Look at ninety percent of the effort towards gov't (5, Insightful)

Anonymous Coward | about a year and a half ago | (#41121813)

They'll spend most of the language attacking the evils of government data collection and storage, to the point where they only mention private actors off-hand.

They might even just say the contractors aren't responsible for government abuses of it simply because they've been paid.

Oh wait, they're already seeking to remove regulatory barriers. You know, the ones that keep companies from screwing their customers.

I'm sure they're really looking out for our freedom.

Re:Look at ninety percent of the effort towards go (1)

khallow (566160) | about a year and a half ago | (#41121913)

They might even just say the contractors aren't responsible for government abuses of it simply because they've been paid.

That would be an iffy defense for the contractor to make. The "But I was just following orders", doesn't seem to work that well, but maybe it'd fly in a courtroom.

Re:Look at ninety percent of the effort towards go (1)

number11 (129686) | about a year and a half ago | (#41122435)

They might even just say the contractors aren't responsible for government abuses of it simply because they've been paid.

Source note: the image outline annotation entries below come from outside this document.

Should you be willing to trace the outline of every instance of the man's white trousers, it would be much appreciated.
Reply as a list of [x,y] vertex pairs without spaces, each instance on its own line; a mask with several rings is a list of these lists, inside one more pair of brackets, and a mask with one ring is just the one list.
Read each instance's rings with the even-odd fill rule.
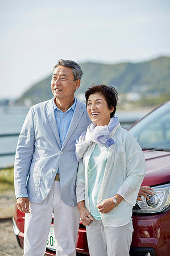
[[68,206],[60,198],[60,182],[54,181],[46,199],[40,204],[30,202],[25,214],[24,256],[43,256],[45,251],[52,214],[57,242],[57,255],[76,256],[80,215],[77,207]]

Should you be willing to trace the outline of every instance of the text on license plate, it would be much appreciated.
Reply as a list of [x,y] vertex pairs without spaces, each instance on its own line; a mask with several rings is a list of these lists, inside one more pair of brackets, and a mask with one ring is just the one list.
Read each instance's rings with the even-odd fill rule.
[[53,226],[51,226],[48,237],[47,241],[47,247],[49,249],[56,250],[56,240]]

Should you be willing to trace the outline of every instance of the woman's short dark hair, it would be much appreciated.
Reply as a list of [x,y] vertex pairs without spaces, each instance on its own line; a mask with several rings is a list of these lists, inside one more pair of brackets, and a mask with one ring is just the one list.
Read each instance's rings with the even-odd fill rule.
[[110,113],[110,117],[114,117],[118,102],[118,92],[115,88],[104,84],[92,85],[92,87],[89,88],[85,92],[86,105],[90,95],[94,93],[101,93],[105,97],[109,109],[111,110],[113,107],[114,108],[113,112]]

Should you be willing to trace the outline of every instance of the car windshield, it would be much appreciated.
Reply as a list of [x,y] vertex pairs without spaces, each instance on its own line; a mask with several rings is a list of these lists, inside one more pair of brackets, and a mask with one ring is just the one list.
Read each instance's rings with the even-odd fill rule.
[[129,129],[143,149],[170,151],[170,101]]

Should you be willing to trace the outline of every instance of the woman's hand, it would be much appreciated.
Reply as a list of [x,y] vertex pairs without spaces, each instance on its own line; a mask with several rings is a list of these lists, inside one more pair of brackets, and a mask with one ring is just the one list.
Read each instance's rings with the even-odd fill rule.
[[113,203],[113,197],[110,197],[105,199],[100,204],[98,204],[97,207],[99,212],[107,213],[113,210],[115,207],[115,203]]
[[154,193],[153,191],[154,191],[154,189],[152,188],[151,188],[149,186],[140,187],[140,188],[139,191],[138,196],[137,197],[137,200],[142,201],[142,199],[140,197],[141,196],[144,196],[148,200],[149,197],[148,197],[147,194],[154,195]]
[[89,225],[90,221],[94,220],[89,211],[85,208],[84,201],[81,201],[78,203],[78,209],[80,214],[82,223],[84,226]]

That would be an iffy defense for the contractor to make. The "But I was just following orders", doesn't seem to work that well, but maybe it'd fly in a courtroom.

It works fine, just so long as you're working for the (US) government side. (How many of the guys who murdered 250 people at My Lai did time for it?)

And we've already got precedent, with the law that was passed saying that whatever ATT had done, it was ok even if it was illegal, because it was for the government.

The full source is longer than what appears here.